“But, Major Guthrie—it isn’t true! How could you say such a thing?”

She felt confused, unhappy, surprised, awkward, grateful. Of course she couldn’t take this man’s money! He was a friend, in some ways a very close friend of hers, but she hadn’t known him more than four years. If she should run short of money, why there must be a dozen people or more on whose friendship she had a greater claim, and who could, and would, help her.

And then Mary Otway suddenly ran over in secret review her large circle of old friends and acquaintances, and she realised, with a shock of pain and astonishment, that there was not one of them to whom she would wish to go for help in that kind of trouble. Of her wide circle—and like most people of her class she had a very wide circle—there was only one person, and that was the man who was now sitting looking at her with so much concern in his eyes, to whom it would even have occurred to her to confess that her income had failed through her foolish belief in the stability, and the peaceful intentions, of Germany.

Far, far quicker than it would have taken for her to utter her thoughts aloud, these painful thoughts and realisations flashed through her brain. If she had been content to put into this Hamburg Loan only the amount of the legacy she had inherited three years ago! But she had done more than that—she had sold out sound English railway stock after that interview she had had with a pleasant-speaking German business man in the big London Hamburg Loan office. He had said to her, “Madam, this is the opportunity of a lifetime!” And she had believed him. The kind German friend who had written to her about the matter had certainly acted in good faith. Of that she could rest assured. But this was very small consolation now.

“So you see, Mrs. Otway, that it’s all settled—been settled over your head, as it were. And you’ll oblige me, you’ll make me feel that you’re really treating me as a friend, if you say nothing more about it.”

And then, as she still remained silent, and as Major Guthrie could see by the expression of her face that she meant to refuse what he so generously and delicately offered her, he went on:

“I feel now that I ought to tell you something which I had meant to keep to myself.” He cleared his throat—and hum’d and hum’d a little. “I’m sure you’ll understand that every sensible man, when going on active service, makes a fresh will. I’ve already written out my instructions to my solicitor, and he will prepare a will for me to sign to-morrow.” He waited a moment, and then added, as lightly as he could: “I’ve left you a thousand pounds, which I’ve arranged you should receive immediately on my death. You see, I’m a lonely man, and all my relations are well off. I think you know, without my telling out, that I’ve become very much attached to you—to you and to Miss Rose.”

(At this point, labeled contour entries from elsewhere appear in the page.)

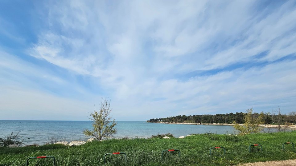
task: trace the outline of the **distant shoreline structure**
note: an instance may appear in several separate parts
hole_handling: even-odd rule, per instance
[[[163,124],[194,124],[195,125],[213,125],[216,126],[234,126],[233,124],[227,123],[176,123],[176,122],[144,122],[146,123],[162,123]],[[239,124],[240,125],[242,125],[242,124]],[[260,125],[264,126],[265,128],[274,128],[278,126],[276,124],[261,124]],[[285,125],[281,125],[281,126],[284,127]],[[290,125],[287,127],[291,130],[296,130],[296,125]]]

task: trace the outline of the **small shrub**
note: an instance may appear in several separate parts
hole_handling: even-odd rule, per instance
[[[8,136],[4,136],[4,138],[0,138],[0,147],[7,146],[9,145],[16,144],[19,146],[25,144],[24,142],[30,138],[24,138],[19,136],[20,131],[16,135],[13,135],[13,132],[12,132],[10,135]]]
[[[59,141],[66,141],[66,138],[62,136],[56,136],[56,135],[52,135],[52,134],[49,134],[47,136],[47,142],[50,144],[53,144]]]
[[[204,135],[208,137],[210,139],[213,140],[219,140],[220,139],[219,136],[217,134],[211,132],[206,132],[204,134]]]
[[[226,141],[238,142],[242,140],[242,136],[234,134],[227,134],[225,135],[224,139]]]
[[[154,135],[152,135],[152,138],[162,138],[164,136],[168,136],[170,138],[175,138],[175,137],[173,135],[173,134],[170,133],[167,133],[166,134],[157,134],[157,135],[155,136]]]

And still Mrs. Otway was too much surprised, and yes, too much moved, to speak. Major Guthrie was indeed proving himself a true friend.

“Under ordinary circumstances,” he went on slowly, “this clause in my will would be of very little practical interest to you, for I am a healthy man. But we’re up against a very big thing, Mrs. Otway——” He did not like to add that it was quite possible she would receive his legacy before she had had time to dip very far into the money he was leaving with her.

She looked at him with a troubled look. And yet? And yet, though it was not perhaps very reasonable that it should be so, somehow she did feel that the fact that Major Guthrie was leaving her—and Rose—the legacy of which he spoke, made a difference. It would make it easier, that is, to accept the money that lay there on her table. Though Major Guthrie was not, in the technical sense, a clever man, he had a far more intimate knowledge of human character than had his friend.